DENVER (CBS4) – Murals across Colorado capture the character of a community and its heritage with roots to the Mexican Renaissance. The artists who created works around the city worked with and were inspired by some of the greatest muralists of Mexico but decades later, the Chicano/a Murals of Colorado Project is fighting to preserve and protect this art.
“The meaning of these murals and what they mean to our community, how important they are, they represent our identity,” said Lucha Martinez de Luna, the director of the project and an associate curator at History Colorado. “With gentrification, a lot of people are leaving these communities and being forced out. It means there is no connection.”
Her father was a pioneer of the mural movement in Colorado, studying under Siqueiros in Mexico. Known as one of “The Big Three” or “Los Tres Grandes” of Mexican murals; Siqueiros, Diego Rivera, and Jose Clemente Orozco are just some of the artists celebrated in the current exhibition at the Denver Art Museum, Mexican Modernism. The show helps to highlight the style and culture that can still be seen in the public walls around Denver almost a century later.
“These artists not only have great talent, they have a story to tell and a message and a need to tell that message,” said Becky Hart, the Vicki and Kent Logan Curator of Modern and Contemporary Art at the museum.
Martinez de Luna said while murals were always under threat, the loss of this type of art in the last 10 to 15 years has increased significantly along with rapid development in the metro area. Murals fade on their own and need attention, but the artists responsible for the Chicano/a art are still alive and can restore their work.
“The act of actually painting over a mural is essentially to me equivalent of cultural erasure,” she told CBS4 on a video conference call. “You’re erasing a culture, a heritage, from a landscape, from an urban landscape and that cannot be retrieved.”
Gentrification is a new challenge because the murals are located in historically marginalized communities that are now desirable neighborhoods. She explains that the people who have the greatest connection to the murals have moved away and the new residents and developers do not have the same attachment.
“Seeing art, but seeing our faces in the art, that was so symbolic, especially when marginalized communities that are often kind of pushed aside, their history is not considered relevant to the larger story,” Martinez de Luna said on Thursday.

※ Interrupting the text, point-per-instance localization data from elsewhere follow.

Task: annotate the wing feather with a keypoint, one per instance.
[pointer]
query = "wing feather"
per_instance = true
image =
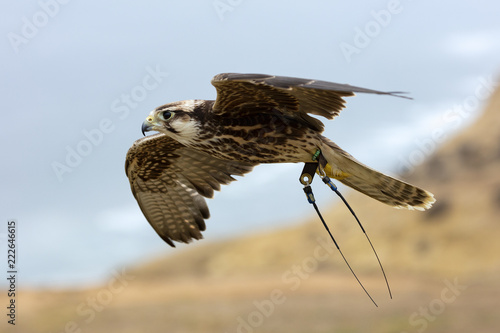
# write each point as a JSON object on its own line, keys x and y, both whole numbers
{"x": 170, "y": 181}
{"x": 238, "y": 94}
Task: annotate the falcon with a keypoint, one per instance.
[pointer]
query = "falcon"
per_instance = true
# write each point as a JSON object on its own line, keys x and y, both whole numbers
{"x": 255, "y": 119}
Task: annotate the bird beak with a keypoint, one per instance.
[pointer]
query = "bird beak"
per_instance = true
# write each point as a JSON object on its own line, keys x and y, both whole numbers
{"x": 147, "y": 125}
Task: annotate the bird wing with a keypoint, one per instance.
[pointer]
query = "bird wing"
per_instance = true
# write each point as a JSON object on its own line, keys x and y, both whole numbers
{"x": 239, "y": 94}
{"x": 169, "y": 181}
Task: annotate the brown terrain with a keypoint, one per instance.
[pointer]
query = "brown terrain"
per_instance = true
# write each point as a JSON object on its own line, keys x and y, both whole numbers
{"x": 443, "y": 266}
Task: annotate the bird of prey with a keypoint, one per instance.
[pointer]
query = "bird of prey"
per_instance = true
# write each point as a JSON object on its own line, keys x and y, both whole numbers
{"x": 255, "y": 119}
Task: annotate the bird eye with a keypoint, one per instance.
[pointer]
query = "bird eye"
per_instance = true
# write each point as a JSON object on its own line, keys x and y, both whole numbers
{"x": 166, "y": 115}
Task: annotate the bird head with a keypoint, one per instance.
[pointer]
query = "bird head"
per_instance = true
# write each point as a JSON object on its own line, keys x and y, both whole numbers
{"x": 177, "y": 120}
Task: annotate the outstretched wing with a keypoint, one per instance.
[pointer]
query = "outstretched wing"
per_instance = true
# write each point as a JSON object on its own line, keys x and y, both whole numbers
{"x": 169, "y": 181}
{"x": 238, "y": 94}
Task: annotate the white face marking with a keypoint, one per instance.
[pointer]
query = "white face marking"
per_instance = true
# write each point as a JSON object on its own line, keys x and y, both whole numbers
{"x": 186, "y": 130}
{"x": 185, "y": 127}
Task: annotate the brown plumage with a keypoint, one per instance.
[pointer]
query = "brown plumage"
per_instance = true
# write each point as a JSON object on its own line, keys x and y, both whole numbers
{"x": 255, "y": 119}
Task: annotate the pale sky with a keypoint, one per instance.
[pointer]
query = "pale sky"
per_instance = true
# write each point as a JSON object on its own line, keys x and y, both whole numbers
{"x": 79, "y": 77}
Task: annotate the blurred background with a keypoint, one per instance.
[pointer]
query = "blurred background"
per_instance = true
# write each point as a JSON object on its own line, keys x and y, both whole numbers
{"x": 79, "y": 78}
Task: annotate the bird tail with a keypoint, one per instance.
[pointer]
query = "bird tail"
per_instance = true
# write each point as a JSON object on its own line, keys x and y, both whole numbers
{"x": 342, "y": 166}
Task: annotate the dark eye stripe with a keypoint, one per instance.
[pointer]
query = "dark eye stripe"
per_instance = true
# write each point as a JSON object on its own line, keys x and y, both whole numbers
{"x": 167, "y": 115}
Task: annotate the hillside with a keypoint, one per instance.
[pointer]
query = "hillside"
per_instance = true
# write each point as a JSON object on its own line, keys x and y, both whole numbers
{"x": 443, "y": 266}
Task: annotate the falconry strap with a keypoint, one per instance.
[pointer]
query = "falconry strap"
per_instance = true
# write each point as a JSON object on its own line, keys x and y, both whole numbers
{"x": 306, "y": 178}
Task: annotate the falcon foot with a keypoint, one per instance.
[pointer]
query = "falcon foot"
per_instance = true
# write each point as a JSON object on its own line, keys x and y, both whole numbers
{"x": 306, "y": 179}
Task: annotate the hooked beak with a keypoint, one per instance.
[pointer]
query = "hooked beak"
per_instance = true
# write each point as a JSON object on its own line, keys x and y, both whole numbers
{"x": 147, "y": 125}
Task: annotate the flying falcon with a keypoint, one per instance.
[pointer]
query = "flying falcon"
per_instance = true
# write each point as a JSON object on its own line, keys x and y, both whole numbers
{"x": 255, "y": 119}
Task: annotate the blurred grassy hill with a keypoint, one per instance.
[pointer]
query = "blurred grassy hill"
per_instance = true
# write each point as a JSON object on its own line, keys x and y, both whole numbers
{"x": 443, "y": 266}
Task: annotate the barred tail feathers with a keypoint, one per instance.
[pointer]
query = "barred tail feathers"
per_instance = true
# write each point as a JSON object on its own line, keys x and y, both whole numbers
{"x": 345, "y": 168}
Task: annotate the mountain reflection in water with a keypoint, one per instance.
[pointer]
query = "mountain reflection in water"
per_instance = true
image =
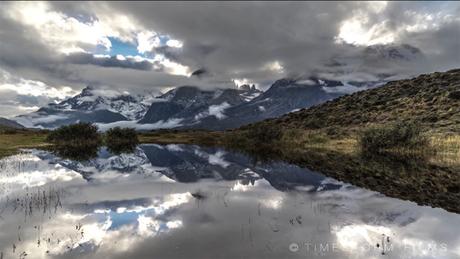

The need to teach that history that is not covered in the classroom has motivated her to bring more awareness with the project and promote new murals in these same neighborhoods. It’s a culture that captures the origins of the Spanish empire and the indigenous influence in the Americas that can be found Colorado. These walls serve as a public textbook in community spaces that are accessible to all.
“For youth, that is a very strong message. You’re basically telling the youth ‘You’re not important to us, you don’t matter,'” she said. “And when you don’t see your faces in museums, or in galleries, or in history museums, you begin to wonder, “Where do we belong in this big picture?'”
Current murals tend to be temporary and an attempt to attract tourism, contrasting with the influential role they played as permanent walls giving communities a sense of place. Murals not only talked about suppressed history but also inspired a new republic in Mexico during the 1920s. The country was reconnecting to its past and joining the modern world.
The Denver Art Museum exhibition shows examples of the murals that accomplished these values in Mexico and the process to create them. Hart says that activist spirit lives on in the murals around Denver and capture the Colorado experience utilizing large, open spaces.
“It represents that community to itself, and it teaches the community, and at the same time it represents the community to others,” she said Wednesday on a video conference call.
The Chicano/a murals have a specific and unique aesthetic that could be lost and the opportunity for new artists to continue that tradition is limited. But the Denver Art Museum and other organizations are commissioning new works. There will also be a civil rights memorial at La Alma Park featuring younger and older muralists. The ongoing mission to keep murals will need to be a team effort between artists and the community.
“They told the youth, they told our community, ‘Yes, you are important, you have history, and it’s here,'” Martinez de Luna said.